The Rights Plan permits the acquisition of control of Lundin Mining through a "permitted bid", a "competing permitted bid" or a negotiated transaction. A permitted bid is one that, among other things, is made to all holders of common shares for all of their shares, is open for a minimum of 90 days and is subject to an irrevocable minimum tender condition of at least 50% of the common shares held by independent shareholders. The Rights Plan will expire at 5:00 p.m. (Eastern Time) on May 31, 2011.
Although the Rights Plan is effective immediately, it remains subject to acceptance by the Toronto Stock Exchange. A copy of the Rights Plan will be available at www.sedar.com.
The Equinox Offer
The Board recommends to Lundin Mining shareholders that they REJECT the Unsolicited Offer and DO NOT TENDER their Lundin Mining shares for the following reasons:
The Unsolicited Offer is inadequate from a financial point of view to Lundin Mining shareholders;
The pro-forma debt-to-equity ratio of the combined Equinox and Lundin Mining is excessive and will present increased financial risk and a more highly leveraged capital structure than Lundin Mining and peer group companies. In addition, the lenders to Equinox will have considerable influence over the business decisions of a combined Equinox and Lundin Mining;
Substantially all of Equinox's and Lundin Mining's existing cash balances and projected near-term cash flow will be utilized to pay for: lenders' fees; interest charges; and the principal repayments of the debt incurred to fund the cash portion of the consideration payable under the Unsolicited Offer;
The Unsolicited Offer would result in a company with increased exposure to geopolitical risks due to the location of Equinox assets in Zambia and Saudi Arabia;
The Unsolicited Offer is highly opportunistic. Equinox's shares were trading at or near the all-time high share price when Equinox announced the Unsolicited Offer, which followed a news release made earlier in February 2011 on its strategy to expand the Lumwana project. The proposed Lumwana expansion plan is not supported by mineral reserves or mineral resources and is not based on pre-feasibility or feasibility studies.
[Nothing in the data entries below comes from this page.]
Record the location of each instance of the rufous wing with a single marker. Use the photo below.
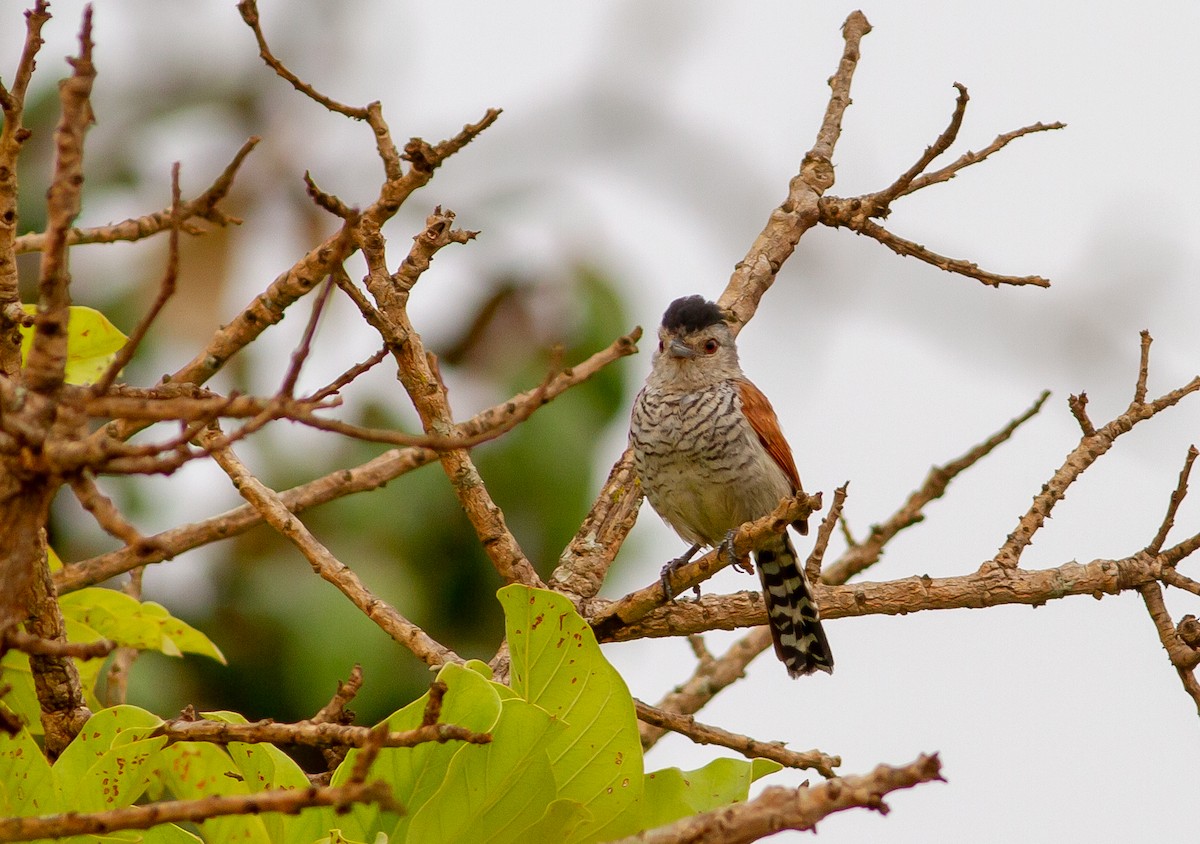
(765, 423)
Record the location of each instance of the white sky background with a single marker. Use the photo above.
(657, 141)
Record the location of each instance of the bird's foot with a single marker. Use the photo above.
(670, 568)
(739, 563)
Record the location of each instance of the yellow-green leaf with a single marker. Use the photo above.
(132, 623)
(93, 341)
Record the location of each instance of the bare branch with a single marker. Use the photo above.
(907, 247)
(27, 642)
(288, 801)
(13, 136)
(943, 142)
(813, 566)
(1183, 657)
(709, 678)
(203, 207)
(343, 379)
(324, 563)
(47, 358)
(429, 394)
(312, 734)
(967, 159)
(166, 291)
(585, 563)
(990, 586)
(1090, 449)
(366, 477)
(863, 555)
(779, 808)
(1078, 405)
(1181, 491)
(1139, 393)
(249, 10)
(301, 352)
(755, 274)
(103, 510)
(750, 748)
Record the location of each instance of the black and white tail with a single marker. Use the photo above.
(792, 614)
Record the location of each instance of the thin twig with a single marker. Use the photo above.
(865, 554)
(750, 748)
(1173, 506)
(27, 642)
(287, 801)
(301, 352)
(311, 734)
(967, 159)
(1078, 405)
(1087, 452)
(907, 247)
(1139, 390)
(943, 142)
(166, 291)
(813, 566)
(372, 474)
(341, 381)
(249, 11)
(990, 586)
(781, 808)
(204, 207)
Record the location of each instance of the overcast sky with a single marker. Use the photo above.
(654, 139)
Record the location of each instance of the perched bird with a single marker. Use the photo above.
(711, 455)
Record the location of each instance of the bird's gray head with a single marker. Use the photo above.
(696, 347)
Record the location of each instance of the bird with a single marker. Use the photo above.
(711, 455)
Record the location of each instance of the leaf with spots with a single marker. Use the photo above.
(93, 342)
(557, 664)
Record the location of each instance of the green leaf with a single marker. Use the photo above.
(264, 766)
(27, 782)
(109, 762)
(336, 837)
(21, 698)
(93, 342)
(672, 794)
(557, 664)
(492, 791)
(142, 624)
(195, 770)
(415, 773)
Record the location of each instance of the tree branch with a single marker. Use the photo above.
(750, 748)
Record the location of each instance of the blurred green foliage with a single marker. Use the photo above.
(289, 635)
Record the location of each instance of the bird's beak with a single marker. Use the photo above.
(676, 348)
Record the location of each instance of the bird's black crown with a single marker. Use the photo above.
(691, 313)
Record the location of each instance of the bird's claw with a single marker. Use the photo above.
(670, 568)
(739, 563)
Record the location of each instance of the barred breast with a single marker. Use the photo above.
(701, 465)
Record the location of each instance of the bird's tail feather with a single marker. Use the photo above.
(792, 614)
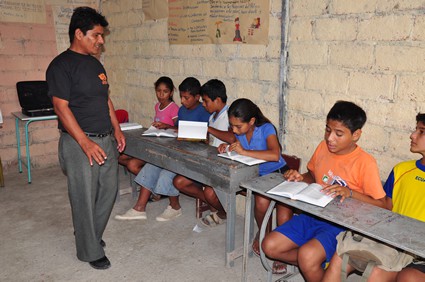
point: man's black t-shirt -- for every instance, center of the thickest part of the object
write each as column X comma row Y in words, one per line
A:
column 81, row 80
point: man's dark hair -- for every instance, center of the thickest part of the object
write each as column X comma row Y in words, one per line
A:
column 85, row 18
column 214, row 89
column 348, row 113
column 420, row 118
column 191, row 85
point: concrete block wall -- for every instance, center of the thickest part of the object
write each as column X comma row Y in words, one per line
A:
column 369, row 52
column 25, row 52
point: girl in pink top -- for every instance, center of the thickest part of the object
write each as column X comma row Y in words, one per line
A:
column 165, row 110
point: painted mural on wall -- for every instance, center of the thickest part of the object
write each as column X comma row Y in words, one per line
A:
column 218, row 21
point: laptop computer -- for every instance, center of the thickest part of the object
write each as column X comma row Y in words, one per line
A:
column 33, row 98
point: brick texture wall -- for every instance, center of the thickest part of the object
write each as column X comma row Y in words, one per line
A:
column 369, row 52
column 25, row 52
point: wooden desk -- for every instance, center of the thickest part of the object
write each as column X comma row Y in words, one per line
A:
column 198, row 161
column 19, row 116
column 399, row 231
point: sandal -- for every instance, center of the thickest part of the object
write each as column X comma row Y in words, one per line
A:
column 279, row 267
column 256, row 244
column 212, row 220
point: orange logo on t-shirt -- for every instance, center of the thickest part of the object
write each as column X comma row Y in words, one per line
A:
column 102, row 77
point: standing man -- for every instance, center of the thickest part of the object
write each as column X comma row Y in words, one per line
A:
column 88, row 152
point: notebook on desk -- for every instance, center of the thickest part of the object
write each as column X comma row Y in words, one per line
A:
column 33, row 98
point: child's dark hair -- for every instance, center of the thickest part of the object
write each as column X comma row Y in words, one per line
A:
column 168, row 83
column 420, row 118
column 214, row 89
column 85, row 18
column 191, row 85
column 348, row 113
column 245, row 109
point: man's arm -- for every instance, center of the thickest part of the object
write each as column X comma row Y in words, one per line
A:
column 119, row 136
column 67, row 118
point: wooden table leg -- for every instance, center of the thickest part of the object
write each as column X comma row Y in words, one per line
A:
column 1, row 175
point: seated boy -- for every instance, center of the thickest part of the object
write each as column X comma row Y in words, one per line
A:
column 214, row 101
column 154, row 179
column 405, row 191
column 344, row 170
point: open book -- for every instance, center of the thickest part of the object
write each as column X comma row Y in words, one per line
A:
column 153, row 131
column 309, row 193
column 130, row 125
column 242, row 159
column 192, row 130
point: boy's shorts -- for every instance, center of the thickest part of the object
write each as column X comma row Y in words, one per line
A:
column 302, row 228
column 157, row 180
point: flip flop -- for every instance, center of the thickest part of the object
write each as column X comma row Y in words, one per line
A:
column 279, row 267
column 212, row 220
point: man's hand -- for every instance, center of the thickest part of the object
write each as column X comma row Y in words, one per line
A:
column 93, row 152
column 120, row 140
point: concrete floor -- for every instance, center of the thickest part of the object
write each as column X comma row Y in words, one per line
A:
column 37, row 242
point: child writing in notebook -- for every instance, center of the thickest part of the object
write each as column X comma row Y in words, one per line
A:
column 343, row 169
column 214, row 99
column 255, row 136
column 165, row 116
column 154, row 179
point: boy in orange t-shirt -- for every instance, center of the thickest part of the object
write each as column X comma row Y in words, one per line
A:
column 343, row 169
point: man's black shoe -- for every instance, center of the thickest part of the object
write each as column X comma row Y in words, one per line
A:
column 102, row 263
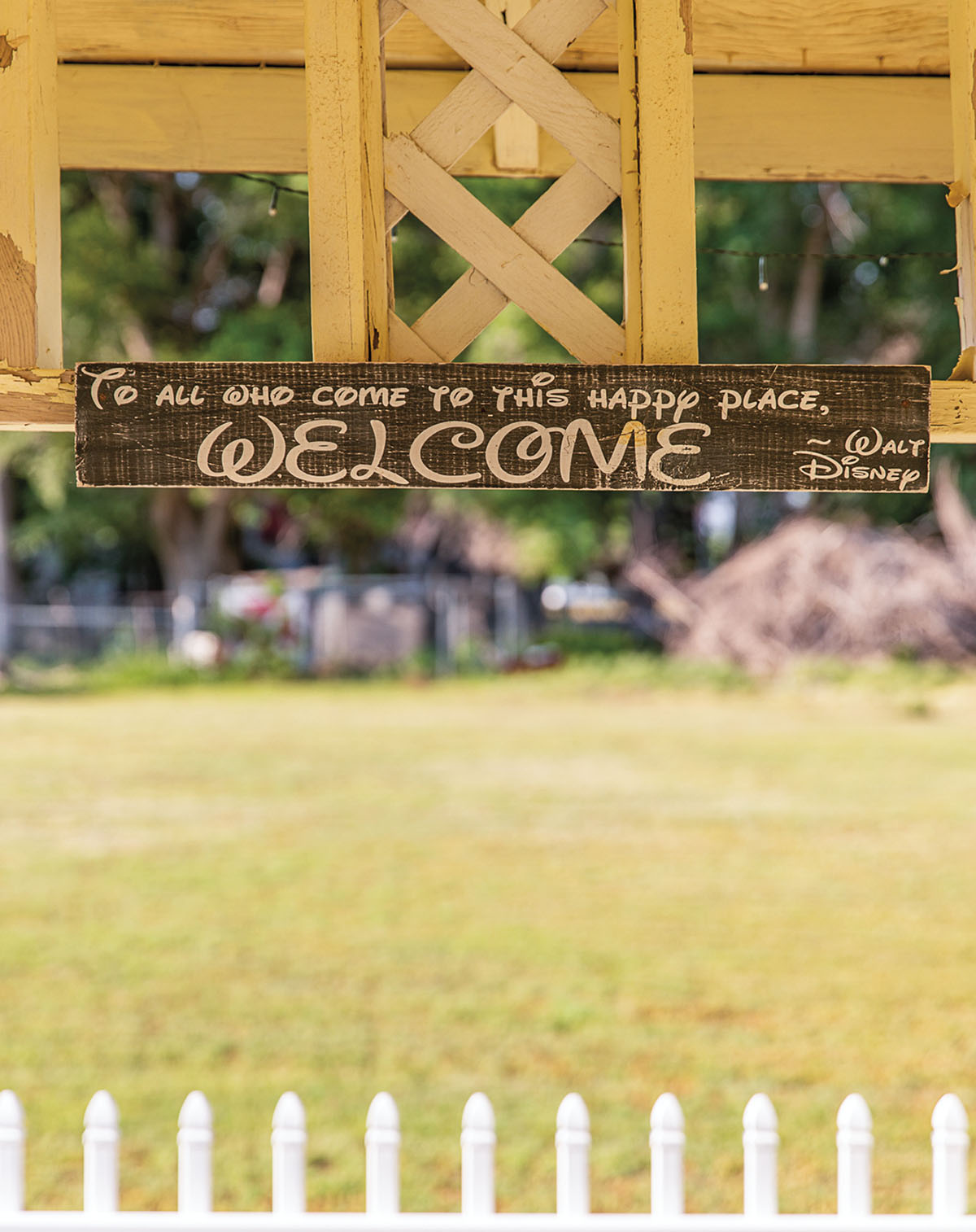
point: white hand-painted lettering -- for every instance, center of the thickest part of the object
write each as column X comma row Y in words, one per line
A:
column 460, row 443
column 237, row 453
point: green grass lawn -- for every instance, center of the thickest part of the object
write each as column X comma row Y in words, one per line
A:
column 527, row 886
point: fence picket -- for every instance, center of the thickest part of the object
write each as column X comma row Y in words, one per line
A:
column 288, row 1140
column 12, row 1142
column 667, row 1156
column 760, row 1148
column 477, row 1157
column 100, row 1142
column 383, row 1156
column 194, row 1156
column 854, row 1145
column 949, row 1157
column 573, row 1157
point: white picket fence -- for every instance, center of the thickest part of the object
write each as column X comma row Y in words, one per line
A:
column 477, row 1214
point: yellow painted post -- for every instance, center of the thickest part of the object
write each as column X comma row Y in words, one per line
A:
column 963, row 74
column 30, row 189
column 657, row 200
column 347, row 235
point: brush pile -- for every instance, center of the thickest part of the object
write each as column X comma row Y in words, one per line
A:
column 817, row 588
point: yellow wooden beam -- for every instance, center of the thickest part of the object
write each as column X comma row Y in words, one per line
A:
column 963, row 62
column 30, row 192
column 37, row 400
column 657, row 157
column 765, row 127
column 781, row 36
column 347, row 234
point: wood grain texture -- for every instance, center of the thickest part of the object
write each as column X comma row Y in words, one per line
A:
column 512, row 265
column 448, row 129
column 134, row 117
column 527, row 78
column 30, row 190
column 784, row 36
column 659, row 217
column 954, row 412
column 41, row 400
column 963, row 64
column 472, row 304
column 347, row 235
column 516, row 134
column 485, row 426
column 37, row 400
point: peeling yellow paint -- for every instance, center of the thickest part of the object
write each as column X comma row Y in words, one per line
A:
column 19, row 306
column 963, row 371
column 686, row 20
column 7, row 47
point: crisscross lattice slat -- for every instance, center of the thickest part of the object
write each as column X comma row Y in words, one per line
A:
column 548, row 225
column 508, row 65
column 527, row 78
column 516, row 269
column 475, row 103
To date the Lumwana mine has significantly under-performed original feasibility study projections disclosed by Equinox;
There are no strategic benefits for Lundin Mining shareholders under the Unsolicited Offer. The acquisition results in a company with high Africa and Middle East concentration and few, if any synergies with Lundin Mining's business.
The Board has reservations about the experience of the management of Equinox to operate a multi-mine company with projects and mines spread across seven countries.
The Unsolicited Offer is highly conditional and has a substantial risk regarding completion without additional compensation for such risk. Conditions are subject to Equinox's lenders discretion resulting in Equinox, in many instances, not being the ultimate decision-maker.
The Unsolicited Offer may be a violation of Section 5 of the U.S. Securities Act of 1933, as amended.
Lundin Mining's directors, officers and certain shareholders have confirmed that they will not tender their Common Shares to the Unsolicited Offer.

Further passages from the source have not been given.